Intorno alle quattro e mezza del pomeriggio, mentre lei stava preparando il tè delle cinque come buona usanza britannica, sebbene fosse in un Paese straniero, arrivò il maggiordomo che le consegnò una busta piuttosto voluminosa ed un po’ malandata.. “E’ arrivata dall’Inghilterra, madame” - disse.L’intestazione recava la dicitura ”A Mrs.

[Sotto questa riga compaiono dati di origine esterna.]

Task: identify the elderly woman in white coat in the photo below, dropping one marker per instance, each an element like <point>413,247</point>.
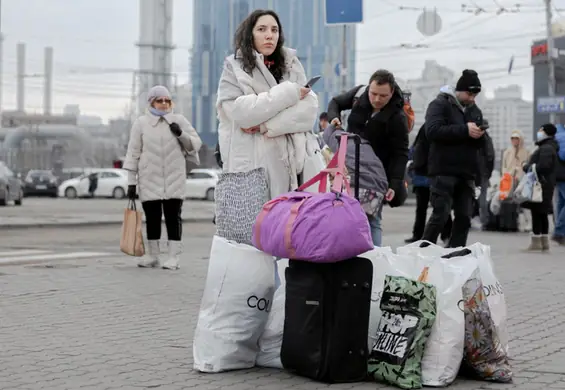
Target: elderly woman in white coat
<point>160,142</point>
<point>265,109</point>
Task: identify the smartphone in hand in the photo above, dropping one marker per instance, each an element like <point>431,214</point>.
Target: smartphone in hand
<point>312,81</point>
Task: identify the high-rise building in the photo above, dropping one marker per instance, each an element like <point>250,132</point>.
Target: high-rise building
<point>507,112</point>
<point>319,48</point>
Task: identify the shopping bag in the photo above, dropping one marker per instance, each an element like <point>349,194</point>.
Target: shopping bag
<point>385,262</point>
<point>235,305</point>
<point>491,284</point>
<point>131,240</point>
<point>485,357</point>
<point>529,189</point>
<point>444,349</point>
<point>408,313</point>
<point>270,342</point>
<point>505,187</point>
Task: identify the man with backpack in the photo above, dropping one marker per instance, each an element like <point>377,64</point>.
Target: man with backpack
<point>378,115</point>
<point>559,233</point>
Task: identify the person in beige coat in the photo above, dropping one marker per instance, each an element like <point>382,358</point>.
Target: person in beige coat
<point>160,143</point>
<point>515,156</point>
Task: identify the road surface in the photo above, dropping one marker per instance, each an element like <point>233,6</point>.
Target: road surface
<point>76,314</point>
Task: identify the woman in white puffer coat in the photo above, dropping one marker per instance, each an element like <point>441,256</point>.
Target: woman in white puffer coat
<point>265,110</point>
<point>159,145</point>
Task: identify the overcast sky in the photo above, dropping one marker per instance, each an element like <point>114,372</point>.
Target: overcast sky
<point>102,34</point>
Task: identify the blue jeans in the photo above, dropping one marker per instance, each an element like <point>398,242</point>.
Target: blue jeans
<point>376,230</point>
<point>560,212</point>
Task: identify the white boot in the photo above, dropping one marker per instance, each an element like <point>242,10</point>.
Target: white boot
<point>151,259</point>
<point>175,250</point>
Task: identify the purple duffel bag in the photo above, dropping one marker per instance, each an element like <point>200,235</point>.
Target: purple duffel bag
<point>323,227</point>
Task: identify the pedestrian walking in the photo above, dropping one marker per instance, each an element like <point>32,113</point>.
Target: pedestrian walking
<point>377,115</point>
<point>161,142</point>
<point>559,233</point>
<point>453,129</point>
<point>418,170</point>
<point>264,108</point>
<point>545,159</point>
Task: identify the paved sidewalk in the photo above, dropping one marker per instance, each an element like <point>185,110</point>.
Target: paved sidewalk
<point>47,212</point>
<point>105,324</point>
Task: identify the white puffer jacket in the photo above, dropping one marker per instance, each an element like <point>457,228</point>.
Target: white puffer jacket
<point>155,154</point>
<point>246,100</point>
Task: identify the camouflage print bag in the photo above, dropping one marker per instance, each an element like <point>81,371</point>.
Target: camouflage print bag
<point>484,356</point>
<point>408,314</point>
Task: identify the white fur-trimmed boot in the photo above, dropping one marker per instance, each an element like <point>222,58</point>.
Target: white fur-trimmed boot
<point>175,250</point>
<point>151,259</point>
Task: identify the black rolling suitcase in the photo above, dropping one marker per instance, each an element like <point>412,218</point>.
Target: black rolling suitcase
<point>327,317</point>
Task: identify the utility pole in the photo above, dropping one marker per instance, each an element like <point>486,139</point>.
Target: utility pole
<point>1,63</point>
<point>550,56</point>
<point>344,60</point>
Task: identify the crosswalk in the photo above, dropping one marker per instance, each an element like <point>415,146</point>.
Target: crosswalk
<point>39,255</point>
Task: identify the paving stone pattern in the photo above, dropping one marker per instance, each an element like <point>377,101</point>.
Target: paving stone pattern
<point>105,324</point>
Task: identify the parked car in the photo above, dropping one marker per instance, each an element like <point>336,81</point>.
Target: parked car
<point>41,183</point>
<point>112,183</point>
<point>201,183</point>
<point>10,186</point>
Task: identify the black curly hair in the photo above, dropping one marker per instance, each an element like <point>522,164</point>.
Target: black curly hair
<point>243,42</point>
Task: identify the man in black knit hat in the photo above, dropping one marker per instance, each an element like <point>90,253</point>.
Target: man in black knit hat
<point>453,129</point>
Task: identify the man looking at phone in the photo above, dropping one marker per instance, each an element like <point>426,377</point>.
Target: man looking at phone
<point>377,115</point>
<point>455,131</point>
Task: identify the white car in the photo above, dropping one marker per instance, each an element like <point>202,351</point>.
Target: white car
<point>201,183</point>
<point>112,183</point>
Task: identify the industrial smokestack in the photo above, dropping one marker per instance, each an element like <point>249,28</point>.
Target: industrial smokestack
<point>48,81</point>
<point>21,48</point>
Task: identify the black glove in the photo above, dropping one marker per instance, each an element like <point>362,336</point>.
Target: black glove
<point>131,192</point>
<point>175,129</point>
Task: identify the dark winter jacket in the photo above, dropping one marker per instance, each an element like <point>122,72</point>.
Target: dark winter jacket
<point>421,152</point>
<point>546,160</point>
<point>487,157</point>
<point>386,131</point>
<point>560,168</point>
<point>452,151</point>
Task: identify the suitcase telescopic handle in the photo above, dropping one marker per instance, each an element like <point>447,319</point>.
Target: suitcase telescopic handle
<point>357,140</point>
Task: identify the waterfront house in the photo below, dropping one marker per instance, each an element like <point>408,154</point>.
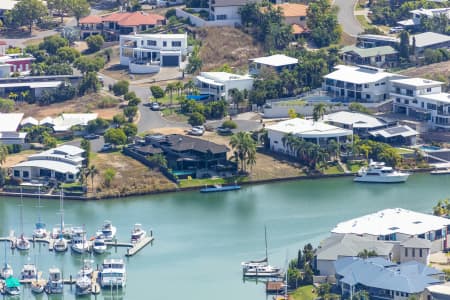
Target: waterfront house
<point>216,85</point>
<point>9,125</point>
<point>383,279</point>
<point>358,83</point>
<point>119,23</point>
<point>382,56</point>
<point>319,133</point>
<point>62,164</point>
<point>397,224</point>
<point>277,63</point>
<point>147,53</point>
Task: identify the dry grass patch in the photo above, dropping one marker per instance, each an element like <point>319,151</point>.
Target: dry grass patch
<point>226,45</point>
<point>131,176</point>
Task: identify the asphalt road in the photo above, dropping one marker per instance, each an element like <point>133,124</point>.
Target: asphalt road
<point>346,17</point>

Constance Lloyd Holland”.Constance, che non si sentiva bene e a fatica si era alzata da letto quel giorno, la posò sul tavolo senza interessarsi se si trattasse di una missiva urgente o di un’epistola di qualche amico di Londra: in quel periodo non le interessava proprio niente. La lettera se ne stette lì sul tavolo fino a tarda sera.Prima di andare a dormire, Constance la prese e se la portò in camera da letto assieme al quotidiano del giorno. Arrivata nella stanza posò la busta sul comodino e si vestì per la notte. Dopo aver sfogliato il quotidiano, la prese, la aprì e la lesse.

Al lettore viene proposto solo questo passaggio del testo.